MANGA : Hiroya Oku

 Express MANGA : Gantz E Chapitre 9 dans le Weekly Young Jump n° 38 de 2020


Scénario de Hiroya Oku – Dessins de Jin Kagetsu
3 septembre 2020 – 22 pages
Éditeur : Shueisha (Japon) – youngjump.jp

Plongés au cœur de l’action, en plein milieu de l’Ère Edo, un petit groupe de samouraïs et autres « volontaires » luttent contre d’étranges créatures démoniaques. Envoyés par une étrange sphère couleur ébène, certains ont déjà connu de tels combats et maîtrisent les surprenantes combinaisons fournies par Gantz, d’autres risquent de n’être que de la chair à canon dans cet affrontement sans merci.

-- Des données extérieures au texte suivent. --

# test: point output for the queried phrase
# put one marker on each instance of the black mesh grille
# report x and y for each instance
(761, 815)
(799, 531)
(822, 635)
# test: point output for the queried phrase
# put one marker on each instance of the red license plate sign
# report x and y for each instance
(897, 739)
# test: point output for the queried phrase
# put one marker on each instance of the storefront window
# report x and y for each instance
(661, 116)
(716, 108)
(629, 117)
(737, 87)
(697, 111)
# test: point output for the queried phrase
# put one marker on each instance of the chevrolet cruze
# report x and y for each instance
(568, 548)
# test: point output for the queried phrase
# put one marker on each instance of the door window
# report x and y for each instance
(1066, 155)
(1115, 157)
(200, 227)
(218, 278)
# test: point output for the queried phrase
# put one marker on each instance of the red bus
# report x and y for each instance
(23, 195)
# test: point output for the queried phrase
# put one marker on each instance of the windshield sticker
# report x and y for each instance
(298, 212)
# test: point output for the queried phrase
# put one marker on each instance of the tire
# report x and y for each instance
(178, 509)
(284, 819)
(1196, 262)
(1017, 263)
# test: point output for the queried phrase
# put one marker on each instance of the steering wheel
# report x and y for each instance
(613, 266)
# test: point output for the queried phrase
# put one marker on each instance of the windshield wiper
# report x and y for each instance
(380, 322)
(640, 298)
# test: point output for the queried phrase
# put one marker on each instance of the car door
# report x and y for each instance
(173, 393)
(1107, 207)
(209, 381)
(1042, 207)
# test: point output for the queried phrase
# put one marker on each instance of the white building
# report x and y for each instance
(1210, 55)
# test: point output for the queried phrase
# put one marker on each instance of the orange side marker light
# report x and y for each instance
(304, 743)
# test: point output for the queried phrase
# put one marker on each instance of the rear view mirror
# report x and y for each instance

Projetant le principe fondateur de Gantz, développé dans les trente-sept volumes de Gantz, publiés par Shueisha (2000-2013) et traduits par Tonkam (2002-2013), puis dans les trois tomes de Gantz G, toujours chez Shueisha (2015-2017) et Tonkam (2017-2018), à l’époque Edo, Hiroya Oku retombe dans les mêmes travers de ses œuvres précédentes. En effet, au bout de neuf chapitres emplis d’action, de combat et de morts violentes, on ne comprend pas le pourquoi et le comment de cette lutte opposant de simples humains à de monstrueuses créatures aux origines encore mystérieuses et aux objectifs inconnus. Sans être réellement ennuyeux, le nouveau manga d’Oku, dessiné par Jin Kagetsu, ressemble à un jeu vidéo où les joueurs affrontent des adversaires de plus en plus forts jusqu’au boss final. Il est donc bien trop pour se prononcer sur le réel intérêt de Gantz E.


Express MANGA : Gigant Volume 5


Scénario de Hiroya Oku – Traduction de Sébastien Ludmann – Adaptation graphique de Clair Obscur – Dessins et couverture de Hiroya Oku

Août 2019 – 220 pages

Éditeur : Ki-oon, collection Seinen – ki-oon.com


Parachutée avec les forces d’autodéfense sur une ville à feu et à sang, Papico utilise à plein les pouvoirs qu’elle a acquis pour affronter les trois dieux destructeurs qui sèment la mort sur leur passage. Véritable furie nue aux cheveux roses, elle alternant gigantisme et retour à sa taille normale pour infiltrer les armures des créatures pour les détruire de l’intérieur. Elle est prête à tout pour sauver les habitants de Tokyo, à commencer par celui qu’elle aime, Rei.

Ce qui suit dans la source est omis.